Ok so I have a cron that I need to run every 30 seconds.
Here is what I have:
*/30 * * * * /bin/bash -l -c \'cd /srv/last_song/releases/2012030813315
Cron job cannot be used to schedule a job in seconds interval. i.e You cannot schedule a cron job to run every 5 seconds. The alternative is to write a shell script that uses sleep 5
command in it.
Create a shell script every-5-seconds.sh using bash while loop as shown below.
$ cat every-5-seconds.sh
#!/bin/bash
while true
do
/home/ramesh/backup.sh
sleep 5
done
Now, execute this shell script in the background using nohup
as shown below. This will keep executing the script even after you logout from your session. This will execute your backup.sh shell script every 5 seconds.
$ nohup ./every-5-seconds.sh &
Use fcron (http://fcron.free.fr/) - gives you granularity in seconds and way better and more feature rich than cron (vixie-cron) and stable too. I used to make stupid things like having about 60 php scripts running on one machine in very stupid settings and it still did its job!

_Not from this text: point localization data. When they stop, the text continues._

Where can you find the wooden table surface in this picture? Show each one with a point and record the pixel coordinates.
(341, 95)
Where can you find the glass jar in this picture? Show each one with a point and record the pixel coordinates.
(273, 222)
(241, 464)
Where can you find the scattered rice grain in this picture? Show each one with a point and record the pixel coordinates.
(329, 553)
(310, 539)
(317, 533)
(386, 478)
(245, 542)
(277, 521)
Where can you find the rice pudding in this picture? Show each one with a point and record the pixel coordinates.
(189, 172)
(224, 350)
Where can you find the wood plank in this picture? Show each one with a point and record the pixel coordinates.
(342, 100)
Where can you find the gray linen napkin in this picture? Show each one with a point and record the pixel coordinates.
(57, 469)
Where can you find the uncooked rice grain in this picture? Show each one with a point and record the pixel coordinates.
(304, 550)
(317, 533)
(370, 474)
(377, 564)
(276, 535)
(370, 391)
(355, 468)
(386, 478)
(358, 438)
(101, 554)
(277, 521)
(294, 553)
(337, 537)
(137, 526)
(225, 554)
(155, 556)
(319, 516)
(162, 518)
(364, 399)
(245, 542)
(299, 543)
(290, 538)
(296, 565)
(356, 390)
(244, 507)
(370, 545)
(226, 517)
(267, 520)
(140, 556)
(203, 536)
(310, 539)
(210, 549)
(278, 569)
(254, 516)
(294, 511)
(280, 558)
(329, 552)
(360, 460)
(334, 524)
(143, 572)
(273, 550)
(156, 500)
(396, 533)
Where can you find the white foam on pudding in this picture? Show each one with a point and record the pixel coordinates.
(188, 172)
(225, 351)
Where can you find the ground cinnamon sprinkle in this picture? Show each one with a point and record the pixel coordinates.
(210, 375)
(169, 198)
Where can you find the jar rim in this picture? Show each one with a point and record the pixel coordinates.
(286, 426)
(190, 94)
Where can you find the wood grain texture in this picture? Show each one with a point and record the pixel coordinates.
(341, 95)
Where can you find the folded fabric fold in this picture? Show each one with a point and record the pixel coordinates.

No need for two cron entries, you can put it into one with:
* * * * * /bin/bash -l -c "/path/to/executable; sleep 30 ; /path/to/executable"
so in your case:
* * * * * /bin/bash -l -c "cd /srv/last_song/releases/20120308133159 && script/rails runner -e production '\''Song.insert_latest'\'' ; sleep 30 ; cd /srv/last_song/releases/20120308133159 && script/rails runner -e production '\''Song.insert_latest'\''"
in dir /etc/cron.d/
new create a file excute_per_30s
* * * * * yourusername /bin/date >> /home/yourusername/temp/date.txt
* * * * * yourusername sleep 30; /bin/date >> /home/yourusername/temp/date.txt
will run cron every 30 seconds
Thanks for all the good answers. To make it simple I liked the mixed solution, with the control on crontab and the time division on the script. So this is what I did to run a script every 20 seconds (three times per minute). Crontab line:
* * * * 1-6 ./a/b/checkAgendaScript >> /home/a/b/cronlogs/checkAgenda.log
Script:
cd /home/a/b/checkAgenda
java -jar checkAgenda.jar
sleep 20
java -jar checkAgenda.jar
sleep 20
java -jar checkAgenda.jar
Currently i'm using the below method. Works with no issues.
* * * * * /bin/bash -c ' for i in {1..X}; do YOUR_COMMANDS ; sleep Y ; done '
If you want to run every N seconds then X will be 60/N and Y will be N.